Salem glanced at the mirror reflections again. One older self raised a hand, another younger self shook their head violently. They all seemed to speak at once: "Don't do it… Do it… Choose… Wait… Move…"

"You're all insane," Salem groaned. "I am insane."

"Perhaps," Eryon replied, voice soft but unwavering. "Or perhaps this is clarity. Fractured, chaotic clarity."

The threads pulsed again, forming shapes, images, and impossible possibilities. He saw a hospital corridor, a hand he had once held, a street that didn't exist in any reality he knew, and then—briefly—her face. The one he thought he had lost.

"No… not now," Salem whispered, reaching instinctively. The threads swirled around her, impossibly fast.
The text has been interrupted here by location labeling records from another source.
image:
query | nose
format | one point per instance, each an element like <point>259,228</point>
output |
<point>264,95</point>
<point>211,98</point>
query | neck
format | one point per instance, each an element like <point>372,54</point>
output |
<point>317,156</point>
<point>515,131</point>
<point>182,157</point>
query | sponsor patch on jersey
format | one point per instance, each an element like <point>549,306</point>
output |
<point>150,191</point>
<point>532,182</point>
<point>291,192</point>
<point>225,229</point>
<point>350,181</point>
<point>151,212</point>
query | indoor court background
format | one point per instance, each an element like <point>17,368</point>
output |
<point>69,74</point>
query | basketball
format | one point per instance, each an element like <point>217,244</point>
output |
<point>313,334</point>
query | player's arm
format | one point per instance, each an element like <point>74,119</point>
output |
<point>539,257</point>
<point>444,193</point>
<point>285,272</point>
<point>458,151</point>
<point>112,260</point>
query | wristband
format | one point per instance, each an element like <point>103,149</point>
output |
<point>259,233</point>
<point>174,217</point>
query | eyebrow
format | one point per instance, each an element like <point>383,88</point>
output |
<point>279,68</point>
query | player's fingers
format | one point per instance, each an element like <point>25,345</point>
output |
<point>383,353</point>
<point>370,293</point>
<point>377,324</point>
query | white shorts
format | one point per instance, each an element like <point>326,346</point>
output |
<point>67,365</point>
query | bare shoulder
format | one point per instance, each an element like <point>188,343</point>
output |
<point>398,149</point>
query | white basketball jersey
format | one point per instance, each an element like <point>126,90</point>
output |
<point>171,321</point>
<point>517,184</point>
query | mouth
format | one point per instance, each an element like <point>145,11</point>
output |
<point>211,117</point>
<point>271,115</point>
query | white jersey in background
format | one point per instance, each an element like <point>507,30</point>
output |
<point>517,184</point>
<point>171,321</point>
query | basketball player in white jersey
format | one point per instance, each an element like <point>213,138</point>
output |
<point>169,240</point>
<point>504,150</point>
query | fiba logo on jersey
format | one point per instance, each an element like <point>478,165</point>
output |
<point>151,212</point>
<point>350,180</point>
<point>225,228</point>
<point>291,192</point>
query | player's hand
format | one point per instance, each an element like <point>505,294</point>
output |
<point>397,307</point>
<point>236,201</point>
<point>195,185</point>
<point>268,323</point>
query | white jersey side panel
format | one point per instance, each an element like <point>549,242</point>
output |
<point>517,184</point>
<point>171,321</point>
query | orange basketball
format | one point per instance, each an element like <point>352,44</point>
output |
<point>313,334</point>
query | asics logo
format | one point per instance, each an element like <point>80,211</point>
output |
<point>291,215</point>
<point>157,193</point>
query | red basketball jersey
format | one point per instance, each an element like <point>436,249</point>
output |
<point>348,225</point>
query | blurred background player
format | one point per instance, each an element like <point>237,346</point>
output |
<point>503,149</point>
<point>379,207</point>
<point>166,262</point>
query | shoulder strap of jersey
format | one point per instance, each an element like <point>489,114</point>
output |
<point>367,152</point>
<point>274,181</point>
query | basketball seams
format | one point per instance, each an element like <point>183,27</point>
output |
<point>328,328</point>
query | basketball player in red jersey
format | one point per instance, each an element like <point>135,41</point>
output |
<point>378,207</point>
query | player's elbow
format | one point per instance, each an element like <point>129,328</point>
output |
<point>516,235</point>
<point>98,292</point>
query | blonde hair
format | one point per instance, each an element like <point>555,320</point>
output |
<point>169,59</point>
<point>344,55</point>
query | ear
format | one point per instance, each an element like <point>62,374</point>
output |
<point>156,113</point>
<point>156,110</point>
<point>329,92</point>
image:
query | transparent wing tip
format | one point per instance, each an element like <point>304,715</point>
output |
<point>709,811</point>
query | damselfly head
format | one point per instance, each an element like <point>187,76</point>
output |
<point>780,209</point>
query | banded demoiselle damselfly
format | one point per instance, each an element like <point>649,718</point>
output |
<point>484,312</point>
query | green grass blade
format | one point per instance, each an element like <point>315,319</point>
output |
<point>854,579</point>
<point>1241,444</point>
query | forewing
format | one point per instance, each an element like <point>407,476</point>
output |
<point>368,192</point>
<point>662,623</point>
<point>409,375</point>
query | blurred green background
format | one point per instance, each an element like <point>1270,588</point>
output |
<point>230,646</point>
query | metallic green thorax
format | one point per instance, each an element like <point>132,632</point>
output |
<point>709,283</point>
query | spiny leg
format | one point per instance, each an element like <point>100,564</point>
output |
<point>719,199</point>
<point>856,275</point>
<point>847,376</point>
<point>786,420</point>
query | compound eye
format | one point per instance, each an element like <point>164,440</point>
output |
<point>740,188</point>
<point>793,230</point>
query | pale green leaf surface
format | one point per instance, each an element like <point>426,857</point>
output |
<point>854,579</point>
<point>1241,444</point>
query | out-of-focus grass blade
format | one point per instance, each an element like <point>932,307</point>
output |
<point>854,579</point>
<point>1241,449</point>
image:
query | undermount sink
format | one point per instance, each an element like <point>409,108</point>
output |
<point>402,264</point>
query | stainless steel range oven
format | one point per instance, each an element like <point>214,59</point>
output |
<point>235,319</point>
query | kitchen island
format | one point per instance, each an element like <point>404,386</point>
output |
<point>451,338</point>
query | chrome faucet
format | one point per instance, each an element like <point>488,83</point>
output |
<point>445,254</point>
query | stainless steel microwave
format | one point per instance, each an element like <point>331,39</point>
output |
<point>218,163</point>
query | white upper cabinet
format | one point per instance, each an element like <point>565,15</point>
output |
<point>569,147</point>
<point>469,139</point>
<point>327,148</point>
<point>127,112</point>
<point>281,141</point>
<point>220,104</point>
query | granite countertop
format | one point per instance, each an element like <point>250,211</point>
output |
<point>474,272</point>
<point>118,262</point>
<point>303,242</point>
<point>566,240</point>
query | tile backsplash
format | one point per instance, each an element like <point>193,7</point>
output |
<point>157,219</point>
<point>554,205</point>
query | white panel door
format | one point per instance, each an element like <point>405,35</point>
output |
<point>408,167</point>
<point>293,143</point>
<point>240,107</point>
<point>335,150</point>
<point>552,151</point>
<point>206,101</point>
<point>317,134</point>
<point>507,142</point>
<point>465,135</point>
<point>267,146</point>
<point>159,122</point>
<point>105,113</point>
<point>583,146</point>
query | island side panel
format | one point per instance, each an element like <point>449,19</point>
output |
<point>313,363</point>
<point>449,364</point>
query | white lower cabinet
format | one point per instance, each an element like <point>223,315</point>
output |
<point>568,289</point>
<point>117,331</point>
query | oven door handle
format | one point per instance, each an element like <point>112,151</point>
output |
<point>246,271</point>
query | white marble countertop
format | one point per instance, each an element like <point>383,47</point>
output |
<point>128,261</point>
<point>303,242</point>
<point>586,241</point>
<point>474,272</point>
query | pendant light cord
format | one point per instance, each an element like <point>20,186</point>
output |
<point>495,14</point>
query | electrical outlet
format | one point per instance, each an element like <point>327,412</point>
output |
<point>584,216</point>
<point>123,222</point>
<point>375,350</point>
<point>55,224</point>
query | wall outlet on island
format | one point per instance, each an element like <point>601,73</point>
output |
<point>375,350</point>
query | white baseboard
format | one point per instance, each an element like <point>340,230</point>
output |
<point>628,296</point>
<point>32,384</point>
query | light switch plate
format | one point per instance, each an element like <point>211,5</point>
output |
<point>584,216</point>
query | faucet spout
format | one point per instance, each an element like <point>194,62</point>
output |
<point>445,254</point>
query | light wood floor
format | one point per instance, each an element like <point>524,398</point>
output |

"She is part of the threads," Eryon said. "Part of the choices, the possibilities, the consequences. You cannot have one without the others."

Salem's stomach churned. Every step up the staircase pulled him deeper into himself, into every version he had ever been, into every version he could yet become.

"I… I don't know if I can handle all of this," he admitted, voice breaking.

"You must," Eryon said. "Step after step. One thread, one choice at a time. Only then will the chaos make sense."

Salem gritted his teeth and stepped forward. A thread stretched out before him, glowing brighter than all the others, pulsing like a heartbeat synced with his own. He grasped it firmly.

"Alright… let's do this," he muttered.

The moment he stepped onto it, the spiral staircase dissolved around him. The threads coiled tighter, forming a tunnel of fractured light, memories, and echoes. Every version of himself—past, present, and potential—screamed silently as he was pulled forward, into a place that wasn't anywhere he had been, but somehow was.

And at the tunnel's end, a faint glow appeared, a figure waiting… a figure that made his blood run cold and his heart race at the same time.

"So… this is the part where I find out I'm completely screwed, huh?" Salem muttered, voice trembling.

The figure stepped forward, and the threads quivered in response, alive with anticipation.

"Not screwed," it said softly. "Just… tested."

Salem swallowed hard, gripping the glowing thread. Somewhere deep in the chaos, he heard the older Salem sigh.

"Good luck, kid," the voice said.

And with that, the tunnel of threads began to collapse behind him, leaving only the path ahead—uncertain, terrifying, and entirely his own.